Some additional notes specific to running VASP on GPUs:

  • There is no longer a vasp_gpu executable. The VASP executables (vasp_std, vasp_gam, vasp_ncl) are all built with OpenACC GPU support.
  • Always select one MPI process (Slurm task) per GPU.
  • if you see memory errors like call to cuMemAlloc returned error 2: Out of memory you probably ran out of GPU memory. You could try requesting more GPUs (so the total amount of available memory is higher) and/or moving to GPUs with more memory (note: GPU memory is distinct from the usual memory you have to request for your job via #SBATCH --mem or similar; when you are allocated a GPU you get access to all the GPU memory on that device)

Visualisation with Atomic Simulation Environment's GUI

It is often helpful, or necessary, to visualise your POSCAR, CONTCAR, or other files that contain structural information. One easy way to do this is with the Atomic Simulation Environment's (ASE) GUI. ASE is a Python library that can script a wide variety of VASP tasks. In particular ASE's GUI can help visualise structures, set-up supercells, move atoms, generate POSCARs, and much more. To use the GUI simply add our latest Python version to your environment with module load Python. Then, call the GUI with ase-gui (for a new structure), or ase-gui <structure_file> to open an existing structure.

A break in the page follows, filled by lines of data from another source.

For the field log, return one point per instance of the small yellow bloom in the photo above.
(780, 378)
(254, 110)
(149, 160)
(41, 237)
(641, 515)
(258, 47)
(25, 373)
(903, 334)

For more information on how to use ASE see their main page here.

Which VASP environment module should I use?

In general, unless you require otherwise for the result consistency with earlier work or you rely on a removed feature, we recommend the most recent version for which you have a license.

We have previously used version suffixes such as "-BEEF" and "-VTST" to indicate the presence of various VASP extensions, but are now moving away from that as the number of such extensions has grown and we have not found any disadvantage in always including them.

VASP extensions

If you are wondering what extensions our VASP modules have been built with, please email the Support Team. You can also check what precompilier options (used to activate/deactivate certain code features at the time of compilation) were included when the module was built by loading a module and running vasp_std --cpp-options.